Mission After Christendom by David Smith is a fantastic book that highlights some key challenges facing the modern missionary movement in an ever increasing globalised world.  He seeks to address each challenge using astutely discerned biblical passages as a model to motivate the Church to engage missionally with its surrounding culture effectively.

Looking at the challenge of pluralisation, he uses the narrative found in Acts 10-11 of Peter and Cornelius.   The following is an abstract from his book.

The literary structure of the first two scenes is similar; in both the prayer of the central character leads on to a vision, which is then followed by a special divine revelation.  However, there is also a contrast between Cornelius, who is open, responsive and obedient to the divine word, and Peter, whose reaction is characterised by confusion, resistance and rebellion.  The contrast is striking and disturbing; the man without the Bible is humbly obedient to the light given to him, while the one with all the privileges, who in this case has actually walked with the incarnate Word of God, resists further light and will not budge from an inherited theological position.

It is important to consider carefully the nature of the obstacles that initially prevented Peter from following the call of the missionary Christ.  He has a vision in which a sheet comes down from heaven containing both clean and unclean animals, which he is then commanded to ‘Kill and eat’.  His reaction is a very strong one, something like the ringing statement: ‘Never Lord! For not once in my life have I ever eaten anything unclean’ (10:14). Peter has always understood dietary behaviour to reflect the divine will since it was based on what seemed to be special revelation.  The dietary laws were not a merely human construction designed to provide ethnic distinctiveness to the Jewish people, but were an expression of holiness.  It is this perspective which explains the strength of Peter’s reaction and his seeming irreverence in resisting the voice from heaven.  He is, we might say, arguing for God against God.  Peter’s resistance to the divine command is long and vigorous, so that even after the instruction has been issued and declined three times he is still left ‘wondering about the meaning of the vision’ (10:17).

What is in fact happening here is that the apostle is making the painful discovery that things he has always regarded as unchanging absolutes were in fact, in the light of Jesus Christ, culturally relative.
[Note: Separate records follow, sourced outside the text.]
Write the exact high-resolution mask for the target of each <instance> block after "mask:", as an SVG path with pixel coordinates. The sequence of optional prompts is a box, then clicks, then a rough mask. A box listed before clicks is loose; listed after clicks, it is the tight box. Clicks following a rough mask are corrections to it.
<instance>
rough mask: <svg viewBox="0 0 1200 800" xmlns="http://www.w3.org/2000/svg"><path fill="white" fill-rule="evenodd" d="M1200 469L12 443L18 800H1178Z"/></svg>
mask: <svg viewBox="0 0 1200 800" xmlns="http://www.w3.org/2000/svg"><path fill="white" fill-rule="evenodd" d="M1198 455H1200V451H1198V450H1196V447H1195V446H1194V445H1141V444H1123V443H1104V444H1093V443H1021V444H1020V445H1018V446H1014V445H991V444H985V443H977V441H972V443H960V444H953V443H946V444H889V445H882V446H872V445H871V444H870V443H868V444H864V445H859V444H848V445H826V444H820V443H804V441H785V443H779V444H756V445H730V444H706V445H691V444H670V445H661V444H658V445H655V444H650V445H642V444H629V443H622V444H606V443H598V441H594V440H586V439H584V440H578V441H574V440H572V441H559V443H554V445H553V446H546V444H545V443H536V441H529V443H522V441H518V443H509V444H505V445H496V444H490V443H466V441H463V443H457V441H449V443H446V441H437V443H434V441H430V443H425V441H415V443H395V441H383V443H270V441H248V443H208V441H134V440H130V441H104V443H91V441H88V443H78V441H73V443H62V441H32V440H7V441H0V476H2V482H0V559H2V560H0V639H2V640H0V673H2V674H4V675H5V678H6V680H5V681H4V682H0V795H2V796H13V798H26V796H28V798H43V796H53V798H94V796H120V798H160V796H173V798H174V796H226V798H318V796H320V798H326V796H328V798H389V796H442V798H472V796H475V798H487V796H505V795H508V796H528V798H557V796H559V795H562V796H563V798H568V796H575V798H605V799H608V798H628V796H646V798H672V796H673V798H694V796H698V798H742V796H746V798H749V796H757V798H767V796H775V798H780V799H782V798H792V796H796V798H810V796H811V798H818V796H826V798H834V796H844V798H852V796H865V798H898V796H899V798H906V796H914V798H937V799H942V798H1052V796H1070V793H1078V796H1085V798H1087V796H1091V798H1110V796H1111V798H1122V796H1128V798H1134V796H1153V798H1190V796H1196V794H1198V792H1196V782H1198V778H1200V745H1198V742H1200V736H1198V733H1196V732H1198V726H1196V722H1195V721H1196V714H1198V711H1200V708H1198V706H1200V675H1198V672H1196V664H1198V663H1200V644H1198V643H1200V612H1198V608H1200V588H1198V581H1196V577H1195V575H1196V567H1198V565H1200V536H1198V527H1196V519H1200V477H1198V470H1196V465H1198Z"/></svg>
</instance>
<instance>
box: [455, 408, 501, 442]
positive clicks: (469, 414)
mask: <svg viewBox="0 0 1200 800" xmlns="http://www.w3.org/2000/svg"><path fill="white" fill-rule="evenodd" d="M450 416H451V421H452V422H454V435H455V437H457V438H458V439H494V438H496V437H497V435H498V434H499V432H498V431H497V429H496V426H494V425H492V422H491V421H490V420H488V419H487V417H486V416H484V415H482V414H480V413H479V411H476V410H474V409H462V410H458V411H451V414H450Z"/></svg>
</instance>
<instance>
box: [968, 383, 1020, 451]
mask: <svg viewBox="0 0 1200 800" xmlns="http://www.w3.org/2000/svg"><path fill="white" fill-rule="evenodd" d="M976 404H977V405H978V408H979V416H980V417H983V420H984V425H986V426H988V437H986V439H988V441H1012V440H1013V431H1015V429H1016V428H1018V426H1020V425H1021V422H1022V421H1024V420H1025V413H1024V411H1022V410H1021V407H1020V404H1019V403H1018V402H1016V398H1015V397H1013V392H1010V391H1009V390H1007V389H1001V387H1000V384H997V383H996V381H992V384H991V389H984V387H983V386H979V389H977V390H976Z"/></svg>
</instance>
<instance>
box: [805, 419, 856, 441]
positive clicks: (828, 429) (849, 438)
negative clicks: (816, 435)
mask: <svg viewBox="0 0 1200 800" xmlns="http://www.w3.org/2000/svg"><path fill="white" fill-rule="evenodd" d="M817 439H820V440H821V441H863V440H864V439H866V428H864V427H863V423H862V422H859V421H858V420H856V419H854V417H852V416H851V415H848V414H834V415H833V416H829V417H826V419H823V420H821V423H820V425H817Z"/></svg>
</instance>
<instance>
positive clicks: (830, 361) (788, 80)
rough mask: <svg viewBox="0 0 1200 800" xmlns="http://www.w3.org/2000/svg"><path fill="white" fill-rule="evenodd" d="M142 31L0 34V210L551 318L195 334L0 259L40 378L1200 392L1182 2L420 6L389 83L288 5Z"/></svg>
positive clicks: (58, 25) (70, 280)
In a missionary context the church will always find itself involved in the struggle to distinguish biblical absolutes from culturally conditioned beliefs as practices.  The great Puritan preacher Richard Sibbes once accused his contemporaries of ‘making more sins than God has made’ and long-established theological traditions are always in danger of limiting Christian freedom by an unwarranted expansion of beliefs and practices classified as absolutes.  Put another way, mission involves the discovery that our faith and theology have been conditioned by culture to a far greater extent that we had ever realised.  Cultural conditioning is not something that happens only to other people, we too carry cultural baggage which needs to be declared ‘excess’ and left behind when we seek to share Christ with others.

It is incredibly difficult to perceive our own cultural baggage, especially as we are immersed within our own culture.  How can we take a step back and survey what are timeless unchanging truths and what is culturally relative baggage and in need of being left behind?